Year ago Google replaced its original attempt at organic online shopping, Froogle, with shopping ads. With popular products, organic shopping returns to the search results page with a slick, interactive display.

As shown below, searching for keywords such as “down jacket” can produce popular product listings. So far, the listings only trigger on mobile devices in the U.S. and India and only for searches of clothing and accessories. Popular products usually appear on the second or third scroll down the page, below the ads and an organic result or two.

Google popular products

Within the popular products card, clicking on a filter — such as “men” or “puffer” — narrows the selection of products dynamically without requesting a new search results page. Or searchers can click directly on a product to see more details, reviews, and a list of stores to buy the product from, complete with prices.

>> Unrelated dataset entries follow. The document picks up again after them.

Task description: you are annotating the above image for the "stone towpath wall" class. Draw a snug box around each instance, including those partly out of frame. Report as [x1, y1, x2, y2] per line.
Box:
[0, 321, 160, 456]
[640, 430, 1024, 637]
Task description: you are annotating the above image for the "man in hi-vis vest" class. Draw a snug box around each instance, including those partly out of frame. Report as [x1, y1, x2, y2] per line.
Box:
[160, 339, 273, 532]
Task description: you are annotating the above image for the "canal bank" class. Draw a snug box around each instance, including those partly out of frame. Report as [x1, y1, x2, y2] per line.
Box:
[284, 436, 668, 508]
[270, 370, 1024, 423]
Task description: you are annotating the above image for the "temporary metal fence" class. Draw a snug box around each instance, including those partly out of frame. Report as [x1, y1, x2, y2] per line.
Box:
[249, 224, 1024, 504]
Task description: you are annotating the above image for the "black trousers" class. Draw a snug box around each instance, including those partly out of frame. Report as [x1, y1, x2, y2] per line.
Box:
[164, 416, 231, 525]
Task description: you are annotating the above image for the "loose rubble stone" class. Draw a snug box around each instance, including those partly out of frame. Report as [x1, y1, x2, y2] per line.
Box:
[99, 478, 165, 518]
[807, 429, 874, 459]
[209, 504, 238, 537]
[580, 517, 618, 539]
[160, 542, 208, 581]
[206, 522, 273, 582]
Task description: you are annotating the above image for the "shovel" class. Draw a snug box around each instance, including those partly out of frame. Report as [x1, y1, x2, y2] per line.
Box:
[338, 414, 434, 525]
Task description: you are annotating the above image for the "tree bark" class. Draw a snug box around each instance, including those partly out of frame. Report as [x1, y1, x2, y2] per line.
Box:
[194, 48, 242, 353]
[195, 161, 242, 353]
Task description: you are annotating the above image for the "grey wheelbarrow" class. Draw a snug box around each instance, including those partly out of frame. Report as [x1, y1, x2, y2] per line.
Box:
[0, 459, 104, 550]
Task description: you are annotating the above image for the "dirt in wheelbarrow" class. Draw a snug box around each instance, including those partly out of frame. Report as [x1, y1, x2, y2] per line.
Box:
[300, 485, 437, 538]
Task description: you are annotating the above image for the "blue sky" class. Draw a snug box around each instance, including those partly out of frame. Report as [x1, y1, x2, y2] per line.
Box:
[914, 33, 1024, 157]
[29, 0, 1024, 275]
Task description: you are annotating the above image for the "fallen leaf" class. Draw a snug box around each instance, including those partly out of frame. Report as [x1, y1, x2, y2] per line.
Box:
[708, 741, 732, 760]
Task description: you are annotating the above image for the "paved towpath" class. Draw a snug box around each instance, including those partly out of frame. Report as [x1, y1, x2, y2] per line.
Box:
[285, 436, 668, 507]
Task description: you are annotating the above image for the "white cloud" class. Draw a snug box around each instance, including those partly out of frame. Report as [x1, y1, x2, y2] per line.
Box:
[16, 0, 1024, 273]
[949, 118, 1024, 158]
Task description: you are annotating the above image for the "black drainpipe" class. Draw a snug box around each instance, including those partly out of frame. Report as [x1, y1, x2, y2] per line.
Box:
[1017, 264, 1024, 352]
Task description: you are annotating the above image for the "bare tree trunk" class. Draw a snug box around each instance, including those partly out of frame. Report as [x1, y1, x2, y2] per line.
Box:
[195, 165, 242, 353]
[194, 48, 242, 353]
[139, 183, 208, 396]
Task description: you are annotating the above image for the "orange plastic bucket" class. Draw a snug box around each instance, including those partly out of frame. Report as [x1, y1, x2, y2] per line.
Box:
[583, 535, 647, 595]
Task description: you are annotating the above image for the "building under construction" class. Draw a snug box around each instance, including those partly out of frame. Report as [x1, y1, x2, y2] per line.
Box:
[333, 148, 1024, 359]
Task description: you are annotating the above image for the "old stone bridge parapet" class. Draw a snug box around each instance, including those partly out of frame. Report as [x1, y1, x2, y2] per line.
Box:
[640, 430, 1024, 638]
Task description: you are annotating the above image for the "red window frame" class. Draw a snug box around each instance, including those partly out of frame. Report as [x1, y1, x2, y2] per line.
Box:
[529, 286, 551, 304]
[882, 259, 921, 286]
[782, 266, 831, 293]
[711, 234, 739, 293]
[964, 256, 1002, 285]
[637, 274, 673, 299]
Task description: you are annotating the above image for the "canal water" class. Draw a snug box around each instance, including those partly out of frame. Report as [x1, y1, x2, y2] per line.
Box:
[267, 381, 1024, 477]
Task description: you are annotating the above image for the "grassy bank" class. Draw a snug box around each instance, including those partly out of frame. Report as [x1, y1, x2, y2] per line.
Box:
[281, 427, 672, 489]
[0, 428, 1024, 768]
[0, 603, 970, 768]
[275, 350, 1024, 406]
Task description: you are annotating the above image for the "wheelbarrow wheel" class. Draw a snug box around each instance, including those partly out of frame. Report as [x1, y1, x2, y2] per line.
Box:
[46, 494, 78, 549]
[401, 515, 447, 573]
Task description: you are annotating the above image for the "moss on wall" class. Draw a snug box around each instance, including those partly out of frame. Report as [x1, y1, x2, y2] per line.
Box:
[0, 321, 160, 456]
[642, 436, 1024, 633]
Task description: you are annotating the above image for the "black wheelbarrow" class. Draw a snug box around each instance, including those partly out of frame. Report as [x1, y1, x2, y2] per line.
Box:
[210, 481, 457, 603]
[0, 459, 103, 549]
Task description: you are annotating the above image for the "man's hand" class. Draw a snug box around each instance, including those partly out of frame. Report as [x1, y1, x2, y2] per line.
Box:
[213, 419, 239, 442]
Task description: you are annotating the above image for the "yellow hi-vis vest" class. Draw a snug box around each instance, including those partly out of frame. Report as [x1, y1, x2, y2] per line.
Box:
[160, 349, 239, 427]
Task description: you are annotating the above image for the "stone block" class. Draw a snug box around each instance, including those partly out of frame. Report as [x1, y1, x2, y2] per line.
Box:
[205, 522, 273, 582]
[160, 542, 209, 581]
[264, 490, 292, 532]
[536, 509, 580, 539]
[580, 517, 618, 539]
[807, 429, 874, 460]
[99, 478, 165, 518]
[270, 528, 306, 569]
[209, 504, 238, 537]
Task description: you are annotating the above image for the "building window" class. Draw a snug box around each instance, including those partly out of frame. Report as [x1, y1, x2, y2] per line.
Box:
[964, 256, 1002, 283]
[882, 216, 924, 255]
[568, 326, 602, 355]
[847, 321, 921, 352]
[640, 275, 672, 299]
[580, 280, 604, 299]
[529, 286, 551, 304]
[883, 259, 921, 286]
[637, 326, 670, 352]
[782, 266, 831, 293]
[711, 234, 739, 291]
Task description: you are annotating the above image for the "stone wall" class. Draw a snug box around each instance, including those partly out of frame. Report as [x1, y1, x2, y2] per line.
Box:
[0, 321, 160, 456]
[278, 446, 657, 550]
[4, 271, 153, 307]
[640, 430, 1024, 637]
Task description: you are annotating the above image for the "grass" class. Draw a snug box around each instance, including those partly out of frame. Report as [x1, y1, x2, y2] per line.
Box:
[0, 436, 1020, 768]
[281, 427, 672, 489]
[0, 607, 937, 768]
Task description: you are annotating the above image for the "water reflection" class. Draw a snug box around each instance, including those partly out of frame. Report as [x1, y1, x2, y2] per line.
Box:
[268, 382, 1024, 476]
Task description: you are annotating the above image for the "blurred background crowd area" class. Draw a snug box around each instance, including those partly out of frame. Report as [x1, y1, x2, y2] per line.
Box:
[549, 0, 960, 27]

The data in a product’s listing is a mashup of the information found on each of the sites. For example, the product photos and reviews could be from any of the stores included in the list. Google also pulls reviews from those stores, but it seems to emphasize reviews from the manufacturer’s site. Thus even an ecommerce site with few reviews or limited product imagery can benefit from the data.

In a way, popular products levels the playing field for large and small merchants. All stores associate with the same images and reviews, so shoppers are free to pick any from the list. But if the only difference is price and name recognition, big brands are more likely to win the click unless another store offers a lower price.

Still, popular products offers smaller ecommerce sites a way to compete, especially if they can price competitively.

No Amazon?

Interestingly, shopping ads and popular products appear on the same search results, which may seem counterintuitive. However, the ads focus on the store — where to buy the product. Clicking on an ad takes searchers to that merchant’s site. Conversely, the popular-products section focuses on items that people search for, not who sells them.

The only store I haven’t seen in popular products is Amazon.

Amazon ranks in the top three for many of the searches I tested. But it didn’t appear in the popular products lists for any of them. For example, Amazon ranks in the top three for “Sorel Women’s Joan Of Arctic Boot” but doesn’t show up in the list of 13 stores that sell the item. Walmart and eBay are both in the list twice — from different sellers on those marketplaces — but no Amazon.

The reason, however, could be due to Amazon’s reluctance to use structured data and shopping ads. Both are sources for specs and details on popular product listings, as explained in Google’s documentation for ranking in popular products.

Uploading a product data feed into the Google Merchant Center — the same platform to manage shopping ads — is the fastest path to inclusion. We’ve addressed how to create a product data feed, at “Real-time SEO: Create a Google Product Feed from an XML Sitemap.”

No, buying shopping ads is not required for the popular-products feature. There is still no link between advertising on Google and ranking organically. Any seller can upload data in Google Merchant Center without buying a dollar’s worth of advertising. Nonetheless, Google’s use of Merchant Center data for organic listings does not help its insistence that the two are separate.

Google’s apparent refusal to include Amazon in the new popular-products section should signal to all fashion merchants to immediately implement a shopping feed or structured data. For the latter, see “SEO: Structured Data Markup for Ecommerce Product Pages.”